Надя пришла последней. Ее появление произвело некоторый эффект. На лице Делавара тотчас появилось покорно-рыцарское выражение. Он почтительно представился Наде. ("Опять стал трубадуром!» – с досадой подумал Альфред Исаевич). Знаменитая артистка впилась в нее взглядом: старалась понять, кто это, и почему ее пригласили на заседание. Надя, как всегда, была прекрасно одета по прошлогодней моде, и артистка, заказывавшая туалеты у знаменитых парижских портных, тотчас это заметила. На лице у мосье Луи было благожелательное выражение. Яценко был горд появлением Нади. Пемброк отечески потрепал ее по руке. Делавар пододвинул ей кресло по левую от себя сторону.
Угощение было именно такое, какое полагалось, ничего лишнего, ничего от parvenu. Когда чай был подан, Альфред Исаевич постучал ложечкой по чашке.
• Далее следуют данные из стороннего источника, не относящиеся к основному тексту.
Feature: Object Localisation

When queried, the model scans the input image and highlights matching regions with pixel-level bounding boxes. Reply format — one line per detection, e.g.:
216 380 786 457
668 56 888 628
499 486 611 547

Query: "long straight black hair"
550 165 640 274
Он вел заседание по-английски: и артистка, и мосье Луи владели английским языком: как все кинематографические деятели, они собирались побывать в Холливуде.
– …К сожалению, наш друг Вальтер Джексон, – сказал укоризненным тоном Пемброк, – все еще не сдал нам настоящего экспозе своей пьесы «The Lie Detector». Мы все читали эту пьесу, она превосходна, это маленький шедевр. Дивный диалог! Я не сомневаюсь, что и пьеса будет имет огромный успех, которого вполне заслуживает. Но, во-первых, я не театральный, а преимущественно кинематографический деятель. Во-вторых, я уже приобрел для театра другую пьесу нашего друга, а поставить в один сезон две пьесы одного автора невозможно. В-третьих же, как всем известно, пьесы имеют неизмеримо больше успеха на Бродвее, если они предварительно стали известны публике как фильмы. И вот мы все настойчиво просили нашего друга дать нам экспозе сценария по его замечательному произведению, но до сих пор такового не получили. Или, может быть, нас ждет сегодня приятный сюрприз, – спросил с улыбкой Альфред Исаевич, – и вы нам принесли экспозе? Вдруг вы приняли к сведению мои три предложения и кое-что уже набросали?